Java regex by example: strings

By , last updated August 6, 2019

In this tutorial we will use Java 8 and show several program examples with Java strings and regular expressions or Java regex.

Find a word in a string

To match the string containing a word or a sequence of characters we will simply provide the word within the regex expression.

The pattern for simple word match will be the word itself.

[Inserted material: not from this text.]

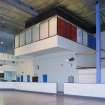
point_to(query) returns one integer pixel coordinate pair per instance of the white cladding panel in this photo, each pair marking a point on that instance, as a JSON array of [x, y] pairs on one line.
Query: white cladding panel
[[85, 38], [16, 41], [44, 29], [22, 38], [28, 35], [53, 26], [35, 33], [79, 35]]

For example, here’s the Java regex pattern to find all occurrences of the word “world”:

"world"

Java code example:

import java.util.regex.Matcher;
import java.util.regex.Pattern;

public class Regex
{
    public static void main(String[] args)
    {

        String str1 = "Hi Will intheworld!";
        String str2 = "Hello world!";

        Pattern pattern = Pattern.compile("world");

        matchPattern(str1, pattern);
        matchPattern(str2, pattern);
    }

    private static void matchPattern(String str1, Pattern pattern) {
        Matcher m = pattern.matcher(str1);
        while(m.find()) {
            System.out.print(m.group());
        }
        System.out.println();
    }
}

Output:

world
world

This pattern will match all occurrences of the word “world” no matter where it is. This will also match the word even though it is a part of another word.

Match whole word only in a string

To match the string containing a special whole word we need to use the “word boundaries” \\b metacharacter. It will find a whole word and not just a sequence of characters.

The pattern will be:

"\\b(?:world)\\b"

Example strings:

String str1 = "Hi Will intheworld!";
String str2 = "Hello world!";

The output will be only the string containing this whole word:

world

Match phrase in a string

We are going to use the same “word boundaries” metachracter to match a phrase exactly in a string.

Pattern:

"\\bhello world\\b"

This pattern will find a phrase “hello world”, but not “helloworld”.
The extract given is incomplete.